Bispecific Antibodies in Hematological Malignancies: A Scoping Review

Cancers 2023, 15(18), 4550; https://doi.org/10.3390/cancers15184550
by Mohamed H. Omer 1,*,†, Areez Shafqat 2,†, Omar Ahmad 2, Khaled Alkattan 2, Ahmed Yaqinuddin 2 and Moussab Damlaj 3,4
Reviewer 1:
Reviewer 2:
Cancers 2023, 15(18), 4550; https://doi.org/10.3390/cancers15184550
Submission received: 31 July 2023 / Revised: 25 August 2023 / Accepted: 28 August 2023 / Published: 14 September 2023
(This article belongs to the Special Issue Advances in Immunotherapy for Hematological Malignancies)

Round 1

Reviewer 1 Report

In this review manuscript, Omer et al nicely summarized the clinical outcomes and limitations of  Bispecific T-cell engagers (BiTEs) and bispecific antibodies (BiAbs) in hematological malignancies, focusing on multiple myeloma, non-Hodgkin lymphoma, acute myelogenous leukemia, and acute lymphoblastic leukemia. The authors summarized the resistance mechanisms such as target antigen loss and immunosuppression from TME and provided strategies to overcome the resistance. The manuscript was well written, and the figures were well-designed.

 

Additional comments:

 

1.      From line 395 to 400, the authors mentioned high neurological events were associated with blinatumomab, AFM11 and duvortuxizumab. Can the authors provide more information or explain why Tnb-486 had a lower incidence of ICANS compared to other CD3XCD19 BiAb?  

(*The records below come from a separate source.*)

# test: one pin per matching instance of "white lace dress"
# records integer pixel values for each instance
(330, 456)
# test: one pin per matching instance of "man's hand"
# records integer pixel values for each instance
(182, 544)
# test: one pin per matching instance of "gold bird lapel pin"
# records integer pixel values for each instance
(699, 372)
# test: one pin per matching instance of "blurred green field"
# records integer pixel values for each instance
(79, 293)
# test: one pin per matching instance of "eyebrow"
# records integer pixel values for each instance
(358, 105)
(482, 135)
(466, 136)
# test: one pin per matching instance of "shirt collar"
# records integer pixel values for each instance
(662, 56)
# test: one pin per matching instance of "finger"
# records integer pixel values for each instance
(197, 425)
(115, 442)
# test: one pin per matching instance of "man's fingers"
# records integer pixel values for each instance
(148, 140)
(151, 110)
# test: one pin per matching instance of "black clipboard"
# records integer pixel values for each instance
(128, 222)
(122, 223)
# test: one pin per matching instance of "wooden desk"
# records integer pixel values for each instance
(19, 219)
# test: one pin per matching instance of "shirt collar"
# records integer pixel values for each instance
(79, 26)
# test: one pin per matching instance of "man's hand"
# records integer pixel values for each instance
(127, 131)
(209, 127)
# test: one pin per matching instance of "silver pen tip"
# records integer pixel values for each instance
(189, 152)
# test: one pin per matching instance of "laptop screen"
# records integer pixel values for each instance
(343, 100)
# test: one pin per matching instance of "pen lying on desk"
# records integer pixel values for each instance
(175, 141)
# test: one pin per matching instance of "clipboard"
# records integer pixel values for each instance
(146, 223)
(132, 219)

2.      From line 423 to 424, can the authors list ORR of PV alone, glofitabmab alone and mosunetuzumab alone?

3.     From line 475 to 477, can the authors explain more why CD33XCD3 BiAbs/BiTEs have been limited?  Is it due to the expression of CD33 on hematopoietic stem cells? Since CD123 is also expressed on hematopoietic stem cells. Will CD123XCD3 BiAbs/BiTEs have the similar limitations as CD33XCD3 BiAbs/BiTEs have?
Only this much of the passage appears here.